Reforms do not inspire confidence in the system
Inga Ruginienė, Minister of Social Security and Labour, said that she herself does not save money in the second pillar of pension savings. When asked what the aim of reforming the pension savings system once again is, she stressed that the only goal is to promote confidence in supplementary pension savings.
„We want people to feel that they are masters of their money. In this case, we are proposing a liberal regime,“ Ruginienė justified.
She also explained that the aim is to strengthen the current accumulation system so that the state will continue contributing to the funds paid by savers.
However, Jonas Dirginčius, Chairman of the Board of the Association of Pension Fund Participants, retorted that it is the stability of the system that builds trust, not its changes and that the second pillar of pension accumulation is subject to more or fewer changes every year, which increases clients' scepticism.
„The vast majority of dissatisfied customers are not those who are saving and do not want to save anymore, but those who are saving, have retired and were told to buy an annuity.
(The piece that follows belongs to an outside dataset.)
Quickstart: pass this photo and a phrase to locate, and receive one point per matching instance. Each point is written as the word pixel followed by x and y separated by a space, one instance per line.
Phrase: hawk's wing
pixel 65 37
Nothing has changed for these people. The obligation to buy an annuity, i.e., an insurance service, has remained the same, but only the thresholds have changed when it is compulsory.
If we want to increase confidence in this system, let us not oblige people to buy some insurance or other service at the end of the pension saving period. If they do not want an annuity, their accumulated money should be paid out in a lump sum,“ said Mr Dirginčius.
However, Ruginienė disagreed with the Chairman of the Board of the Association of Pension Fund Participants, arguing that many people who are still far from retirement do not enjoy the return on the money invested in the pension fund.
SADM Minister was also not convinced by the speeches of pension fund representatives that the window of opportunity for withdrawing from the pension funds is too large. „Now the pension funds have to roll up their sleeves and show how well they are doing, and they have to convince people to stay,“ she retorted.
Representatives of pension funds, for their part, worried that if a large number of clients want to leave at the same time and the state obliges the funds to pay people within 7 days, they will not be able to do so.
„The bigger risk is not the period within which people can express their wish, but the period within which the funds must comply with their wish and pay out the money. The current proposal does not reflect this in any way,“ Dirginčius said.
Minister Ruginienė reminded that once a client's request is submitted, it must be processed within 90 days.